What am I dealing with?
Spark plugs are fed voltage from a bike’s ignition system, which creates the vital spark to ignite the air/fuel mix in the engine. If your spark plugs aren’t fulfilling this basic function within the motor, you’ll get misfires and an engine which runs rougher than a tramp’s arse.
Why should I bother?
Engines rev a lot higher than a car, so bike plugs wear a lot quicker. Every time a plug sparks, a high voltage charge jumps from the centre projector to the outer ground electrode, and minute particles are literally burned away from the ground electrode. Most bike plugs have a life of 10-20,000 miles, or less if the bike is thrashed. Because of their location (on top of the engine near the combustion chamber) they get extremely hot and the cap material breaks down, affecting the quality of spark. If a cap has broken down then moisture in the air will affect the quality of the spark, as it will always try to jump the nearest metallic earthing point (like the cylinder head).
Stuff you’ll need
A half decent set of tools to remove bodywork or chassis parts that obstruct your access to the spark plugs. A spark plug spanner of the correct width and length, and a torque wrench to tighten up the new plug.
Can I really do it?
If you can take a bike’s bodywork off then you’re halfway to doing the job. The rest is no harder than changing a rear wheel.
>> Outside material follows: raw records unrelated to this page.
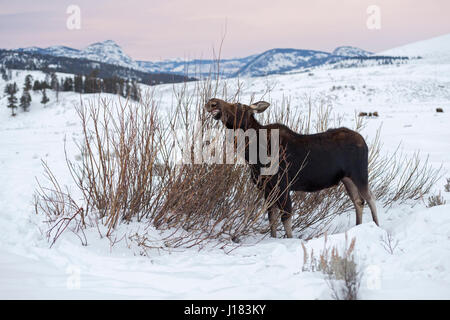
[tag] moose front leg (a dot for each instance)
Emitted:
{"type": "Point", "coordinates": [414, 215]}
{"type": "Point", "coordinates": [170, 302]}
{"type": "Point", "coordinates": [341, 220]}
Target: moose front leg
{"type": "Point", "coordinates": [286, 214]}
{"type": "Point", "coordinates": [273, 220]}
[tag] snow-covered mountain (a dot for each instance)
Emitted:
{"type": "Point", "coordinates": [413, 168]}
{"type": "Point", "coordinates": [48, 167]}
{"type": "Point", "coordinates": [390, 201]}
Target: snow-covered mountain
{"type": "Point", "coordinates": [278, 61]}
{"type": "Point", "coordinates": [197, 67]}
{"type": "Point", "coordinates": [349, 51]}
{"type": "Point", "coordinates": [106, 51]}
{"type": "Point", "coordinates": [274, 61]}
{"type": "Point", "coordinates": [437, 48]}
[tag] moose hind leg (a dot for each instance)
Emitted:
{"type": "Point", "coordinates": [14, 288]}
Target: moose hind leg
{"type": "Point", "coordinates": [368, 196]}
{"type": "Point", "coordinates": [353, 193]}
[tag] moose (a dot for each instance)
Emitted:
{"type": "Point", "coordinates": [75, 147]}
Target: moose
{"type": "Point", "coordinates": [309, 162]}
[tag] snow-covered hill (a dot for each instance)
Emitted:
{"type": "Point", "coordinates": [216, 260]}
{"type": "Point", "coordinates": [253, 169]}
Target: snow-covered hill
{"type": "Point", "coordinates": [418, 266]}
{"type": "Point", "coordinates": [274, 61]}
{"type": "Point", "coordinates": [106, 51]}
{"type": "Point", "coordinates": [348, 51]}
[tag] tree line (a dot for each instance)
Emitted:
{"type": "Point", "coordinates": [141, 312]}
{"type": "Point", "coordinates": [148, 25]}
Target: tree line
{"type": "Point", "coordinates": [78, 83]}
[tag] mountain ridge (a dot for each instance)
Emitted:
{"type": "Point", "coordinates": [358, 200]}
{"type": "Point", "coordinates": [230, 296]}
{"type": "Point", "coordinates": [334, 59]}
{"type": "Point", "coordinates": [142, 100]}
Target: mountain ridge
{"type": "Point", "coordinates": [272, 61]}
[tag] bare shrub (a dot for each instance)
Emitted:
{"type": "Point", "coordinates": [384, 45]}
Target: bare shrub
{"type": "Point", "coordinates": [126, 172]}
{"type": "Point", "coordinates": [436, 200]}
{"type": "Point", "coordinates": [447, 185]}
{"type": "Point", "coordinates": [389, 243]}
{"type": "Point", "coordinates": [341, 271]}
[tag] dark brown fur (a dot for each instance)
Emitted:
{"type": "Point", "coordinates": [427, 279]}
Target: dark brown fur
{"type": "Point", "coordinates": [307, 162]}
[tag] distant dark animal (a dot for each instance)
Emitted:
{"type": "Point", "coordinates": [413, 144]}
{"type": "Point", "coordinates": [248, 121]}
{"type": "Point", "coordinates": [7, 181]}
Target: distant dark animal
{"type": "Point", "coordinates": [307, 162]}
{"type": "Point", "coordinates": [370, 114]}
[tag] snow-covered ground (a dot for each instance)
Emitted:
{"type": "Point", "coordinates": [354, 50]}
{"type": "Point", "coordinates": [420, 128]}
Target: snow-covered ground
{"type": "Point", "coordinates": [405, 96]}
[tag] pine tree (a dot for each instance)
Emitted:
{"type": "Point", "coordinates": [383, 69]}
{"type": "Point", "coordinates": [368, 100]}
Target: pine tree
{"type": "Point", "coordinates": [25, 100]}
{"type": "Point", "coordinates": [27, 85]}
{"type": "Point", "coordinates": [68, 84]}
{"type": "Point", "coordinates": [44, 99]}
{"type": "Point", "coordinates": [37, 85]}
{"type": "Point", "coordinates": [11, 90]}
{"type": "Point", "coordinates": [78, 83]}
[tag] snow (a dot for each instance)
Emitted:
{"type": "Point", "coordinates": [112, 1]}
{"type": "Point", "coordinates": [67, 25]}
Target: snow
{"type": "Point", "coordinates": [436, 48]}
{"type": "Point", "coordinates": [418, 268]}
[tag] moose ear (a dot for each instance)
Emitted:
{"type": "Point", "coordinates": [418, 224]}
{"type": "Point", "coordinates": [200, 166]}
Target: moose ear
{"type": "Point", "coordinates": [259, 106]}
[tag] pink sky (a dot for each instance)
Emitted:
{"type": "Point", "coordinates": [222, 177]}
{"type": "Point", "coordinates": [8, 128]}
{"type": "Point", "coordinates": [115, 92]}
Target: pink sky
{"type": "Point", "coordinates": [160, 29]}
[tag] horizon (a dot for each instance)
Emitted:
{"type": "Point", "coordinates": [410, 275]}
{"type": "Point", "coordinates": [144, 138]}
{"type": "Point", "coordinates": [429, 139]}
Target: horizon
{"type": "Point", "coordinates": [246, 29]}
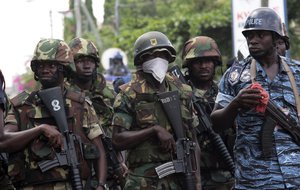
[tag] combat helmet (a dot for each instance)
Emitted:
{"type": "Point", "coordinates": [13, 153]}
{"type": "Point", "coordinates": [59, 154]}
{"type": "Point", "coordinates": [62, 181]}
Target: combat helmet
{"type": "Point", "coordinates": [52, 50]}
{"type": "Point", "coordinates": [152, 40]}
{"type": "Point", "coordinates": [200, 47]}
{"type": "Point", "coordinates": [82, 47]}
{"type": "Point", "coordinates": [263, 18]}
{"type": "Point", "coordinates": [285, 37]}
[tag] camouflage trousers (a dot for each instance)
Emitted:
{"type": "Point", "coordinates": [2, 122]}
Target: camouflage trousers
{"type": "Point", "coordinates": [216, 180]}
{"type": "Point", "coordinates": [5, 183]}
{"type": "Point", "coordinates": [145, 178]}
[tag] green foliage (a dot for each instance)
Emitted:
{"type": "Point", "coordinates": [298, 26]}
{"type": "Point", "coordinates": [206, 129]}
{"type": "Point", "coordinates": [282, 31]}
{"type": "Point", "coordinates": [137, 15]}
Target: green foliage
{"type": "Point", "coordinates": [179, 20]}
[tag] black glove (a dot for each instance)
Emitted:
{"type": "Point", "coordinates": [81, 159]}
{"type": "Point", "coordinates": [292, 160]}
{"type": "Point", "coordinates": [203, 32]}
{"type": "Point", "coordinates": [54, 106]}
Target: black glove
{"type": "Point", "coordinates": [118, 82]}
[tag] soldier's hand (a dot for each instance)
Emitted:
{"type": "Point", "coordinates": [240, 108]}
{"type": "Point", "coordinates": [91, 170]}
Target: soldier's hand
{"type": "Point", "coordinates": [247, 98]}
{"type": "Point", "coordinates": [124, 169]}
{"type": "Point", "coordinates": [54, 137]}
{"type": "Point", "coordinates": [166, 139]}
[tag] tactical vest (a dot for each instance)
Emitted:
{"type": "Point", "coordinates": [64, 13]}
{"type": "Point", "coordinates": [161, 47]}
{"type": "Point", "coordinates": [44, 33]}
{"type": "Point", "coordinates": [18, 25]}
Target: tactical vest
{"type": "Point", "coordinates": [148, 112]}
{"type": "Point", "coordinates": [23, 167]}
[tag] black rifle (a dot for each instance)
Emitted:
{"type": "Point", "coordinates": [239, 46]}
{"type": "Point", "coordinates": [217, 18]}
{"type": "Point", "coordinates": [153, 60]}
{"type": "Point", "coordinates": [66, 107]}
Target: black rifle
{"type": "Point", "coordinates": [185, 148]}
{"type": "Point", "coordinates": [275, 116]}
{"type": "Point", "coordinates": [112, 158]}
{"type": "Point", "coordinates": [206, 123]}
{"type": "Point", "coordinates": [53, 100]}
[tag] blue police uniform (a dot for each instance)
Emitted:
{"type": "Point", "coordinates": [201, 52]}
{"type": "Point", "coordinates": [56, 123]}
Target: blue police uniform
{"type": "Point", "coordinates": [253, 171]}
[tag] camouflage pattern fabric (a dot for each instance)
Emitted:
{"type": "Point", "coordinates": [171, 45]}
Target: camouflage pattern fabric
{"type": "Point", "coordinates": [136, 107]}
{"type": "Point", "coordinates": [214, 174]}
{"type": "Point", "coordinates": [28, 113]}
{"type": "Point", "coordinates": [102, 98]}
{"type": "Point", "coordinates": [200, 47]}
{"type": "Point", "coordinates": [50, 186]}
{"type": "Point", "coordinates": [82, 47]}
{"type": "Point", "coordinates": [253, 171]}
{"type": "Point", "coordinates": [53, 50]}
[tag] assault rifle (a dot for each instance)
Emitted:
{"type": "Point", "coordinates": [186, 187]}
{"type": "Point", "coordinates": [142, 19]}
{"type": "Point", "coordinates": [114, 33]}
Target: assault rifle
{"type": "Point", "coordinates": [185, 148]}
{"type": "Point", "coordinates": [275, 116]}
{"type": "Point", "coordinates": [205, 122]}
{"type": "Point", "coordinates": [112, 158]}
{"type": "Point", "coordinates": [53, 100]}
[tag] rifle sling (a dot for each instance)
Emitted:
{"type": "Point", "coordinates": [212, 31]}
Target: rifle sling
{"type": "Point", "coordinates": [290, 75]}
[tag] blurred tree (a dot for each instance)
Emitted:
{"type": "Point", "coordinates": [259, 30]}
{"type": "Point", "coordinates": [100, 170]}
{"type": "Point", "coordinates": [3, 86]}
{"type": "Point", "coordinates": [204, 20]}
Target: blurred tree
{"type": "Point", "coordinates": [179, 20]}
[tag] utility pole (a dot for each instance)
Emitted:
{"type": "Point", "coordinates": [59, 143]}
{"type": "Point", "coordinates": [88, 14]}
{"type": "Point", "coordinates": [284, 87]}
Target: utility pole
{"type": "Point", "coordinates": [117, 18]}
{"type": "Point", "coordinates": [93, 26]}
{"type": "Point", "coordinates": [51, 23]}
{"type": "Point", "coordinates": [77, 4]}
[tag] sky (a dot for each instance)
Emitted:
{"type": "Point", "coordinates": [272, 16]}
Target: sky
{"type": "Point", "coordinates": [23, 24]}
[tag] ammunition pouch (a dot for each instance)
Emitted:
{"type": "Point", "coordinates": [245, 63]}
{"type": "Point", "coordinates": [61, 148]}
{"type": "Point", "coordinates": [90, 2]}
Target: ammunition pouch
{"type": "Point", "coordinates": [90, 151]}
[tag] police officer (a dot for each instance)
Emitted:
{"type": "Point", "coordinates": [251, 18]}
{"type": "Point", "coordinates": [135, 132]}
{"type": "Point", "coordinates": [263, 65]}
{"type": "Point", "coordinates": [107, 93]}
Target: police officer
{"type": "Point", "coordinates": [5, 182]}
{"type": "Point", "coordinates": [200, 56]}
{"type": "Point", "coordinates": [242, 90]}
{"type": "Point", "coordinates": [140, 125]}
{"type": "Point", "coordinates": [87, 79]}
{"type": "Point", "coordinates": [283, 43]}
{"type": "Point", "coordinates": [34, 136]}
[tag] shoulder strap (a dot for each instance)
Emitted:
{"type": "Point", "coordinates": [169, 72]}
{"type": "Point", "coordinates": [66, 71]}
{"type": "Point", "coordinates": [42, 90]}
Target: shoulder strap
{"type": "Point", "coordinates": [290, 75]}
{"type": "Point", "coordinates": [75, 96]}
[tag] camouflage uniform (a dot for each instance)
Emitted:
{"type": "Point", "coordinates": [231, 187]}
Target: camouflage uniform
{"type": "Point", "coordinates": [102, 98]}
{"type": "Point", "coordinates": [136, 107]}
{"type": "Point", "coordinates": [5, 182]}
{"type": "Point", "coordinates": [28, 112]}
{"type": "Point", "coordinates": [100, 94]}
{"type": "Point", "coordinates": [214, 173]}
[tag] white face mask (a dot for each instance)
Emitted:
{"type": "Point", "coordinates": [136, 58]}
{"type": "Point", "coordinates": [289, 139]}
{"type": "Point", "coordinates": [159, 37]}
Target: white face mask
{"type": "Point", "coordinates": [158, 67]}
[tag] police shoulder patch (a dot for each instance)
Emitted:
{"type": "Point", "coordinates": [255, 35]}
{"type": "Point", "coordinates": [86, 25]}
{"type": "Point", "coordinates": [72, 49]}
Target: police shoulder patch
{"type": "Point", "coordinates": [234, 73]}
What if my plug caps have wiring connectors?
Then the bike has the new type of caps called coil caps – each has its own coil, which converts low voltage into high voltage to create a spark. These have to be replaced like-for-like, which means paying for the official manufacturer’s part. These caps are generally longer lasting than traditional plug caps.
1. Always replace the old plug with exactly the same type, or the equivalent if buying a different make of plug. The owner’s manual will give the correct plug details – heat range, cap size etc. Most shops that sell plugs will have charts stating which model should have which plug. It’s best to change all the bike’s plugs in one go.
2. It’s the same like-for-like rule for plug caps as it is for plugs themselves. If they are of a resistor type (denoted with the letter R in the plug’s or cap’s symbol code) then they must be replaced with the same type. The in-built resistor suppresses electrical activity. Without the resistor the bike’s ECU could be affected and cause poor running.
3. Spark plugs are screwed into the cylinder head and project into the combustion chamber. This means they can be difficult to get at because the camshafts and valves sit above the combustion chamber. If that’s not bad enough, a lot of bikes today need the fairing, fuel tank and airbox removed just to get at the caps and plugs.
4. A good plug spanner socket makes the job easier. The gripping part (the socket wall) will be thick and strong to prevent rounding off the plug’s gripping faces. It’ll also have a rubber grommet in the upper half to grip the plug when lifting it out after it’s been unscrewed, and hold it as you lower a new plug into position.
5. Sometimes the plug spanner won’t be long enough to clear the space where the plug lives. If this is the case you’ll have to attach extension bars between the spanner and ratchet. Now you can undo the spark plug as you would a nut (clockwise from the top).
6. With the plug cracked loose, unwind it out of its thread by hand, holding on to the spanner or extension bar(s). This way you can feel when the plug is free from its threads and lift the spanner and plug clear. It’s not a problem if you have to undo it completely with the ratchet, just be light-handed as you don’t want to rip a thread.
7. There’s a good chance the new plug will have a metal cap-like part on its very top section. This is an adaptor to allow non-bike plug caps to fit on. Remove it with pliers and throw it away if the old plugs do not use the same adaptor. If the old plug has threads on the top (as above) then that’s what you’ll find under the adaptor.
8. On all new plugs there will be a gasket/sealing ring to seal the plug against the cylinder head. As with any plugs or bolts with seal rings (oil and coolant drain bolts) the plug has to be tightened to the correct torque figure. A workshop manual or dealer can give you this figure.
9. Place the new plug into the spanner and lower it carefully into place. Using the plug spanner/extension bar(s), screw the plug in until finger tight. Now attach a torque wrench to the spanner and tighten to the correct torque figure. Never try to tighten with just a ratchet. Stripping plug threads in the cylinder head is expensive to fix.
10. Plug caps are attached to what is called an HT (High Tension) lead where the high voltage charge is carried to the plug. There’s a coarse thread inside the cap and the HT lead screws on to this. Firstly pull back the covering rubber seal and then unwind the plug cap from the HT lead.
11. There’s always the chance that somehow water has worked back past the HT lead seal and corrosion has set in within the lead. What you need to do is cut off at least an eighth of an inch of lead to ensure a good contact is made with the inner material (the voltage carrying section) of the lead and the screw of the new plug cap.
12. Replace the old cap’s water seals (top and bottom) with new ones supplied with the new plug cap. To prevent any water ingress smear a little silcone sealing compound (the same stuff used to seal baths, showers and sinks against tiles – but use the clear, see-through type) around the seals for a perfect fit. Job done.